Is there a connection here? If people with blood pressure that’s high, but below the cutoff for hypertension, and blood sugar that’s high, but below the cutoff for diabetes, are at increased risk for developing dementia later in life, what might be behind this?

Chronically elevated insulin could be a factor here. Probably a big factor. Idiopathic or essential hypertension may be driven primarily by chronic hyperinsulinemia, a.k.a. insulin resistance. Insulin resistance is also a major driving factor in Alzheimer’s disease. So it might not be that high blood pressure is causing vascular changes in the brain that influence the development of dementia, although that’s certainly possible. It may be that chronic hyperinsulinemia is behind both hypertension anddementia, and these two seemingly unrelated issues are actually two different manifestations of the same underlying pathology.

Hypertension is included in the official diagnostic criteria for metabolic syndrome, also known as insulin resistance syndrome, which underscores insulin as the driving and unifying pathological factor. So it’s fairly obvious that chronically high insulin is key here, and the same can be said of Alzheimer’s disease, and likely other forms of dementia. We are increasingly seeing certain forms of dementia as falling under the umbrella of “diseases of civilization” driven primarily by diets and lifestyles at odds with what human physiology has evolved to thrive on. (High carb diets and the perhaps overzealous prescription of statin drugs may play roles in the pathology of cognitive decline and impairment.)

Getting back to this study cohort, compared to individuals who did not develop dementia by the end of follow-up, those who did didn’t only have slightly higher blood pressure. They had several other indicators of chronic hyperinsulinemia that might have been missed as being pieces of the puzzle simply because insulin testing is not a routine part of standard bloodwork—although the case can easily be made that it should be!

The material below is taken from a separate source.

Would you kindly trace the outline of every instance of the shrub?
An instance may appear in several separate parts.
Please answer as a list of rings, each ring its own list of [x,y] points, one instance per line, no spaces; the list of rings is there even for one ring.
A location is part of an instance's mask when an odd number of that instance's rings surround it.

Compared to non-demented subjects, the subjects who developed dementia had very slightly higher blood pressure, significantly greater incidence of cardiovascular disease, a-fib and heart failure, more of them currently smoked, more had diabetes, slightly higher BMI, and more reported low levels of physical activity. Cardiovascular disease is largely driven by chronic hyperinsulinemia, physical activity may help promote insulin sensitivity, and chronically elevated insulin is a major driver of overweight and obesity (it directly inhibits lipolysis, making it difficult to lose weight as well), so it stands to reason that high insulin may be the underlying culprit linking together higher blood pressure and increased risk for dementia.

As we learn more about the myriad unexpected effects of insulin that have nothing to with regulating blood sugar, more is revealed about just how powerfully this hormone influences far more than blood glucose. And it directs healthcare practitioners to guide their patients toward dietary and lifestyle strategies that maintain healthy insulin levels.